Durch das neue Baurecht wurden zum 01.01.2018 die Informationspflichten zugunsten von Verbraucherinnen und Verbrauchern erheblich verschärft, siehe Art. 249 EGBGB. Unternehmen nutzen auch aus diesem Grunde immer mehr die modernen Möglichkeiten der Information mittels digitaler Daten und Modelle.
Von einigen Fallstricken digitalen Planens und Bauens und den sich rasant fortentwickelnden technischen Möglichkeiten auch für die Erfüllung von Informationspflichten habe ich vor zwei Jahren im Beitrag "Rechtliche Herausforderungen beim digitalen Planen und Bauen " berichtet. Mit der Verschärfung der Informationspflichten wachsen gleichzeitig auch die Fehlerquellen und damit die Haftungsrisiken im Falle unkorrekter Information.
Der Gesetzgeber hat bei der Schuldrechtsmodernisierung vor nun bald 20 Jahren zwar auch die Haftung für Verschulden bei Vertragsverhandlungen – culpa in contrahendo (c.i.c.) – ins Bürgerliche Gesetzbuch eingefügt, § 311 Abs. 2 BGB. Die Rechtsprechung geht nach meiner Erfahrung bei Abweichung vorvertraglicher Informationen vom verkauften oder geschaffenen Objekt aber regelmäßig lieber von einem Mangel aus, also einer Abweichung des Ist-Zustands von der vereinbarten Soll-Beschaffenheit. Dies ist bei vorvertraglicher Vorlage abweichender Pläne in der Baubeschreibung ebenso der Fall wie bei virtuellen Modellen, bei denen zusätzliche Leistungen zu erkennen sind, wie zum Beispiel eine bodengleiche Dusche oder sogar ein benachbarter Spielplatz.
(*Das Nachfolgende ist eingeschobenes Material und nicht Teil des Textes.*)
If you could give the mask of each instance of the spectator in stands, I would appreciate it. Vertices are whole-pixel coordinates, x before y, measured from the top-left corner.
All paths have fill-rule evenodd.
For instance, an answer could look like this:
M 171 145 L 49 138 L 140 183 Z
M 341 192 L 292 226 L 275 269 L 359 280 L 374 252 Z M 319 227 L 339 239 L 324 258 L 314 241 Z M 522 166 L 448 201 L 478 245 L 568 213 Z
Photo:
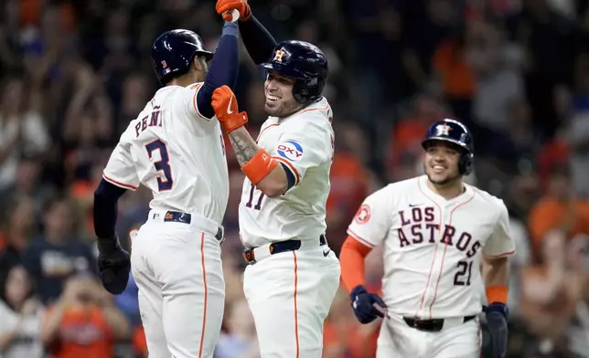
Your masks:
M 0 189 L 16 177 L 19 154 L 40 153 L 50 144 L 43 118 L 29 111 L 20 78 L 5 80 L 0 106 Z
M 563 231 L 552 230 L 541 242 L 541 262 L 523 268 L 519 311 L 539 339 L 541 353 L 565 351 L 566 328 L 584 290 L 584 276 L 567 261 Z
M 40 333 L 52 358 L 113 358 L 114 342 L 130 335 L 112 296 L 87 275 L 68 279 L 59 300 L 48 307 Z
M 44 309 L 22 266 L 8 273 L 0 301 L 0 352 L 3 358 L 42 358 L 39 338 Z
M 78 216 L 68 198 L 51 199 L 44 213 L 44 235 L 31 243 L 23 259 L 37 283 L 39 298 L 48 303 L 59 297 L 72 274 L 95 272 L 96 262 L 90 247 L 75 237 Z
M 529 226 L 536 254 L 545 252 L 541 243 L 553 230 L 567 239 L 589 235 L 589 202 L 577 198 L 567 166 L 552 170 L 548 194 L 531 209 Z
M 33 200 L 28 196 L 13 197 L 7 203 L 5 216 L 0 231 L 0 296 L 8 272 L 22 263 L 23 252 L 34 234 Z

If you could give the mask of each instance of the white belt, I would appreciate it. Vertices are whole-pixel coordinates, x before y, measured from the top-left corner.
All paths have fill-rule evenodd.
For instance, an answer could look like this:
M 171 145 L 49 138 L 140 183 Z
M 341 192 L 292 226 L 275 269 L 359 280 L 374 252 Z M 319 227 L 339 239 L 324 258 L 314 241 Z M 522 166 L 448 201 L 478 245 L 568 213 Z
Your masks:
M 184 214 L 184 216 L 177 217 L 177 216 L 169 215 L 169 213 L 171 212 L 175 214 Z M 147 216 L 147 222 L 150 221 L 160 223 L 182 223 L 188 225 L 191 228 L 194 228 L 197 231 L 202 231 L 210 234 L 220 242 L 225 239 L 223 226 L 201 216 L 200 214 L 184 213 L 177 210 L 150 210 Z
M 327 245 L 325 235 L 321 235 L 318 239 L 307 240 L 285 240 L 264 244 L 254 248 L 248 248 L 243 251 L 243 258 L 251 265 L 264 259 L 272 255 L 282 252 L 300 251 L 317 248 L 319 246 Z

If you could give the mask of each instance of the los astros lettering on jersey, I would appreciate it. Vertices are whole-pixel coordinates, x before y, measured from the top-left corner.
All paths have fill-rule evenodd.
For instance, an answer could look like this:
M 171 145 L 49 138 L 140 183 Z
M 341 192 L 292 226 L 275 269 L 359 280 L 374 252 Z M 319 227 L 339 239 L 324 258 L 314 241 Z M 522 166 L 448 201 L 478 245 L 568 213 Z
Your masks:
M 258 145 L 288 168 L 294 185 L 284 195 L 269 198 L 244 180 L 239 213 L 243 245 L 317 239 L 325 233 L 334 151 L 331 118 L 324 98 L 290 117 L 269 117 L 263 123 Z
M 391 184 L 360 205 L 348 233 L 369 247 L 383 244 L 383 300 L 392 312 L 440 319 L 481 311 L 480 254 L 508 256 L 515 247 L 503 201 L 465 186 L 446 200 L 423 175 Z
M 160 89 L 121 135 L 102 176 L 125 189 L 147 186 L 152 209 L 220 223 L 229 198 L 227 159 L 219 121 L 198 111 L 201 86 Z

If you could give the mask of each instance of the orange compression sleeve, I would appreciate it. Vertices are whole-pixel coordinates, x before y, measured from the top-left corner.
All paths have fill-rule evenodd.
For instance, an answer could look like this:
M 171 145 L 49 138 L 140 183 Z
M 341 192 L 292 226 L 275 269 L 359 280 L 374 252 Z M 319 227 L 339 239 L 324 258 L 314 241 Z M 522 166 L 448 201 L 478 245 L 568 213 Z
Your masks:
M 509 290 L 507 286 L 489 286 L 487 288 L 486 293 L 488 304 L 493 302 L 501 302 L 506 304 L 508 302 Z
M 254 185 L 257 185 L 272 173 L 276 165 L 278 165 L 278 162 L 273 160 L 268 152 L 260 149 L 248 163 L 243 164 L 241 172 Z

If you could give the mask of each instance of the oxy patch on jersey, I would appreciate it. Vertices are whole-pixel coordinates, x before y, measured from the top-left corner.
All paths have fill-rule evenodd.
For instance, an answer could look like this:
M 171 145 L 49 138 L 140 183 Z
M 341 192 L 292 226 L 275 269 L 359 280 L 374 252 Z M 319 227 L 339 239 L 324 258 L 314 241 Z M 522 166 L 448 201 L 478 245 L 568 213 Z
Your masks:
M 303 159 L 303 147 L 292 140 L 279 142 L 276 146 L 276 153 L 291 162 L 298 162 Z
M 354 221 L 356 221 L 356 223 L 359 225 L 362 225 L 362 224 L 366 224 L 369 219 L 370 219 L 370 206 L 364 204 L 356 212 L 356 216 L 354 216 Z

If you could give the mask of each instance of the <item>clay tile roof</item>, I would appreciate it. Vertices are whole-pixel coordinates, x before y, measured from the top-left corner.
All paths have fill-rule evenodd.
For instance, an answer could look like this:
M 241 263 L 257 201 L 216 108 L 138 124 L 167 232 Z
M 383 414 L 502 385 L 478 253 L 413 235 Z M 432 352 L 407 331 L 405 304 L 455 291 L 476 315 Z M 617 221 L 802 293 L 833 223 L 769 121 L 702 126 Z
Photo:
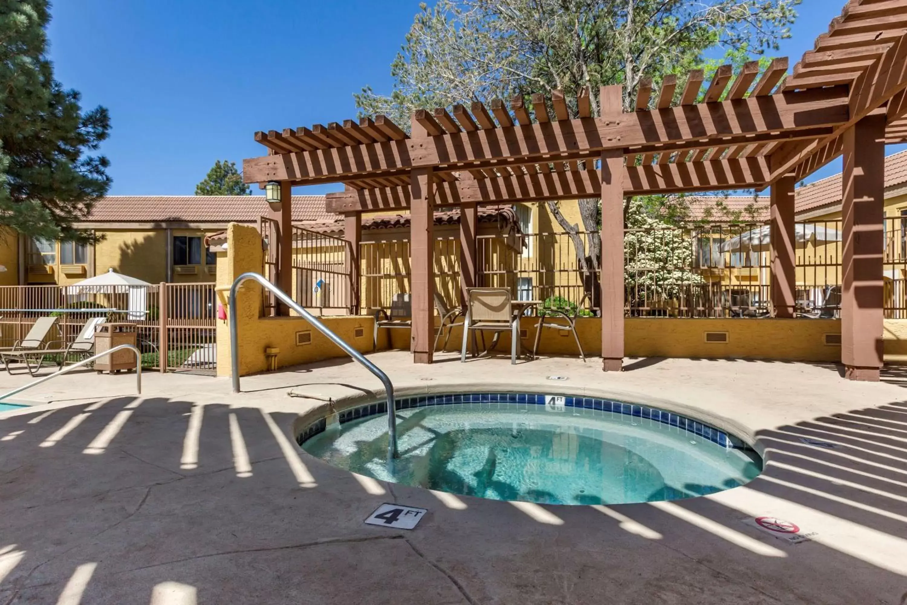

Ich spreche in diesen Fällen von Vorvertragsmängeln und schlage vor, diesen neuen Begriff zu etablieren.
Je mehr das Objekt vor Vertragsschluss also auch mithilfe des Internets angepriesen worden ist, umso größer die Gefahr einer Haftung für Vorvertragsmängel, wenn abweichend ausgeführt worden ist. Dies gilt insbesondere auch dann, wenn die Baubeschreibung zu den in der Werbung genannten Leistungen schweigt. Verbraucherinnen und Verbraucher dürfen davon ausgehen, auch die im Vertrag und in der Baubeschreibung nicht erwähnten Leistungen zu erhalten, wenn vorvertraglich damit geworben worden ist. Klingt erstaunlich, ist aber so.
Eine allgemeine Distanzierung von jeglichen vorvertraglichen Prospekten, wie ich sie schon in vielen Bauträgerverträgen gesehen habe, reicht zur Begrenzung der Haftungsrisiken, die sich daraus ergeben, keineswegs aus. Vielmehr sollten Verkäufer, Bauträger und Bauunternehmer im Vertrag selbst ganz konkret die jeweiligen Modelle, Pläne oder Darstellungen auf Internetseiten benennen, von denen der Vertrag abweicht.
Ist in einem vorvertraglich gezeigten Modell eine bodengleiche Dusche erkennbar, sollte also unmissverständlich klargestellt werden, dass die in genau diesem Modell vorhandene Dusche eben nicht veräußert wird, also ausdrücklich kein Vertragsbestandteil ist. Ansonsten droht eine Inanspruchnahme wegen Vorvertragsmangels.